A hybrid proximal-extragradient algorithm with inertial effects
Radu Ioan Bot, Ern\"o Robert Csetnek

TL;DR
This paper introduces an inertial-enhanced hybrid proximal-extragradient algorithm for finding zeros of maximally monotone operators, demonstrating its convergence and unifying several classical algorithms within this framework.
Contribution
It develops a new inertial hybrid proximal-extragradient algorithm and proves its convergence, extending existing methods and embedding classical algorithms into this unified scheme.
Findings
The inertial algorithm converges under extended Fejér monotonicity.
Classical algorithms are special cases of the proposed framework.

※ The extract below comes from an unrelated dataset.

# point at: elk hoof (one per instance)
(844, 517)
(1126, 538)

The convergence analysis uses Opial's Lemma.
Abstract
We incorporate inertial terms in the hybrid proximal-extragradient algorithm and investigate the convergence properties of the resulting iterative scheme designed for finding the zeros of a maximally monotone operator in real Hilbert spaces. The convergence analysis relies on extended Fej\'er monotonicity techniques combined with the celebrated Opial Lemma. We also show that the classical hybrid proximal-extragradient algorithm and the inertial versions of the proximal point, the forward-backward and the forward-backward-forward algorithms can be embedded in the framework of the proposed iterative scheme.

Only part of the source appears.